Los Angeles- The Coyote Trip Travel Guide
A world away from its cousins of New York, DC or Boston on the East Coast, the city of angels has a long-held appeal with both residents and visitors alike. Whether it’s the surf-before-work attitude, powerhouse economy, movie star lifestyle or year-round sunshine which draws people here, this city is sure to provide something for everyone. It’s a part of our quite a few of our tours including California Calling trip, West Coast Adventure and The Full Coyote.
Incredibly, indigenous tribes have been living on the land where LA now sits since 8,000BC. Tribes like the Chumash and Tongva had been hunter gathers in the region for generations by the time Europeans arrived.
The first European presence first came in 1542, when the Portuguese sailor, Juan Rodriguez Cabrillo, explored the area, but it wasn’t until 1769 that the Spanish established an outpost here. Back then, the Spanish controlled Mexico and a growing number of European settlers were making their way North from Mexico to establish farms alongside the Porciúncula River, which is now the Los Angeles River.

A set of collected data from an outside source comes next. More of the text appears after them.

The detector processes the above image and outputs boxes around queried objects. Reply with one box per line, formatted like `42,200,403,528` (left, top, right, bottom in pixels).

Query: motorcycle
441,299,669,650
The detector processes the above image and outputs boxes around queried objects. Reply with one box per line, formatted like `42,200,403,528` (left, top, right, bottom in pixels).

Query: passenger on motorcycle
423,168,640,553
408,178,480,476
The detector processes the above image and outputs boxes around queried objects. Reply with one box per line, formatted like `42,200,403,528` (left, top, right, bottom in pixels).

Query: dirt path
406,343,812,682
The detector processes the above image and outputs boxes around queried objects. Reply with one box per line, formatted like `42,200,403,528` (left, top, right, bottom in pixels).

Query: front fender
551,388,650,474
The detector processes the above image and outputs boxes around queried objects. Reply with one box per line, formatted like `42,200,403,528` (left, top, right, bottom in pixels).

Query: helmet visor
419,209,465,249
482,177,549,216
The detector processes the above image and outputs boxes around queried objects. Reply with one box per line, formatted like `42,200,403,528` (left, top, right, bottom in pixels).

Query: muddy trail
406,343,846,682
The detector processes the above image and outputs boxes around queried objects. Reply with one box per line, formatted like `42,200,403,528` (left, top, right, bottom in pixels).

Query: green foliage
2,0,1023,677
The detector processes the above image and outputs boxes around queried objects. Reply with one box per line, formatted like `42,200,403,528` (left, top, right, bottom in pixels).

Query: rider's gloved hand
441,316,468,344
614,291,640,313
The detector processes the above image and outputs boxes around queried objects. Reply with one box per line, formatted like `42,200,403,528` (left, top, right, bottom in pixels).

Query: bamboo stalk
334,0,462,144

By 1781, the settlement had grown and the Spanish Governor named it ‘El Pueblo de Nuestra Señora la Reina de los Ángeles de Porciúncula’ or “The Town of Our Lady the Queen of the Angels of Porciúncula.” A bit of a mouthful in any language so no wonder it was soon shortened to Los Angeles.

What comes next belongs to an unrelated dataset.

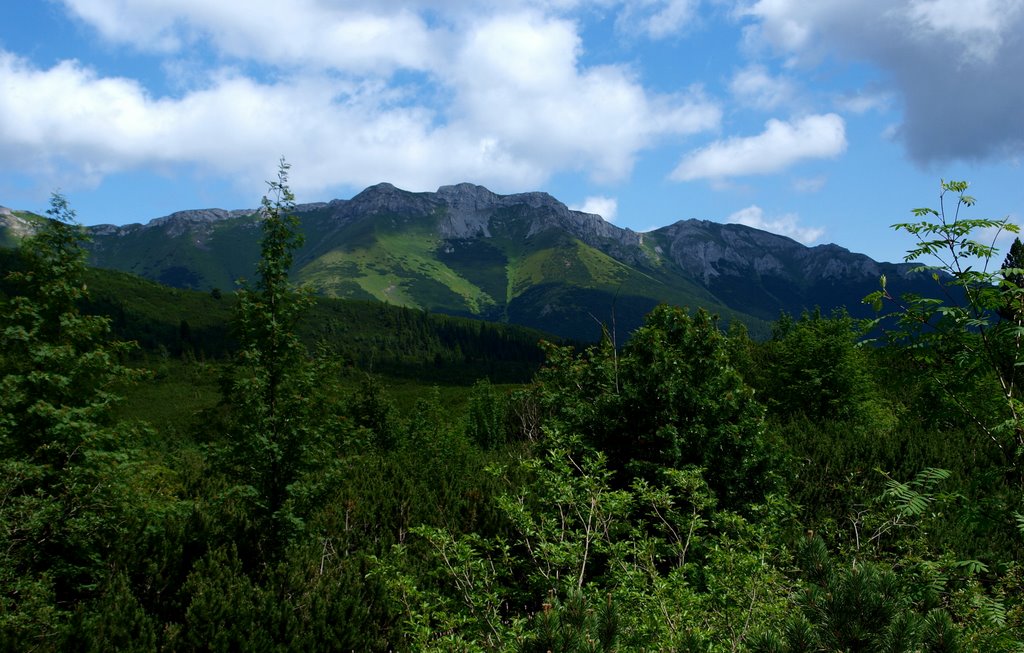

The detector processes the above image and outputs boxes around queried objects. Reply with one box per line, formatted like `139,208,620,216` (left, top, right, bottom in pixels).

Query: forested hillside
1,173,1022,651
0,248,553,385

By 1821, Mexico had gained independence from Spain, meaning California was now all under the control of Mexico. That did not last for long though, as within 25 years the Mexican American War broke out, resulting in California being purchased by the United States.
Just a few years later, rich gold deposits were discovered in the Sacramento Valley, leading to the gold rush and a major migration of people to the area in hunt of riches – it was LA’s farms which kept them all fed.
A railway in 1881, then viaduct to supply water to the city in 1913, facilitated further development, and it was around this time that production houses started shooting movies in a small town near LA called ‘Hollywood’. Thomas Edison, who lived in New Jersey, owned most of the East Coast’s film patents, so movie makers were heading West to avoid his intellectual property claims.
The movie, agricultural and oil industries all thrived and by 1924, LA hit 1 million residents. Since then it has faced challenges of racial unrest, wild fires and earthquakes and secured it’s self as a West Coast powerhouse and home of America’s botoxed glamarati.
- Wax up your surfboard and head to the beach. Joining a class is the best way for a beginner to ride the waves quickly and safely. The cheapest classes tend to be at Venice Beach, but if you are feeling fancy, why not head up to Santa Barbara and take a class there. With such a beautiful beach, it’s no wonder so many of the rich and famous choose to make Santa Barbara their home.
- Hike the Hollywood Sign – With a little planning and research, this can be one of the funnest ways to enjoy this incredible landmark. Most people uber up to a carpark near the sign and hike in from there. We recommend hitting it at sunset for the best views.
- Take a tour of the stars’ homes – tacky and brash, yes, but also a guilty pleasure guaranteed to keep you entertained for an afternoon whilst you poke your beaks into the drives and front gates of the glamarati, yes! It wouldn’t be LA without the celebs, but the celebs wouldn’t be there without the fans trying to get a glimpse of them, so don’t feel too bad
- LA is a very multicultural city, so be sure to try some of the varied food and drink options coming from all over the world, which make taste fusions to match the vibrant culture. Grab a Korean BBQ in K-town then sip on boba tea from YI Fang’s Taiwan Fruit Tea Store.
- No visit to LA is complete without a visit to a theme park and our team’s favourite is Universal Studios. If you’re pressed for time and can’t devote a full day to this, then with a fast pass, you can get through all the major attractions in a few hours. Be sure to do a tour of the studios where you’ll see the sets from some of your favourite movies and TV shows with a virtual tour guide. This guide’s gags are funny enough to rival even those of our adventure leaders on the Coyote Trip!
– LA alone has a bigger economy than Switzerland or Sweden.
– The Hollywood sign used to say Hollywoodland. The last 4 letters were removed in 1949.
– LA has had more than its fair share of Olympic glory, hosting the games in 1932, 1984 and is scheduled for a third time in 2028.
– Manage the traffic – yes, LA is notorious for its traffic, so go sightseeing by district to avoid darting all over the city, and never take the 405 – This notorious freeway running the length of the city is gridlocked day and night.
– Despite the guaranteed sunshine, it does get surprisingly cool in the evenings, remember a sweater if you plan to stay out into the evening.
– We wish we could say this about all regions where we run trips, but LA is a dream for vegan, vegetarian, gluten free or just about any other dietary requirement. Our personal favourite restaurant is the Mohawk Bend. Opposite the PETA headquarters in Echo Park, it serves up the best vegan pizza in town, complete with a cauliflower crust and washed down with one of their locally sourced craft ales.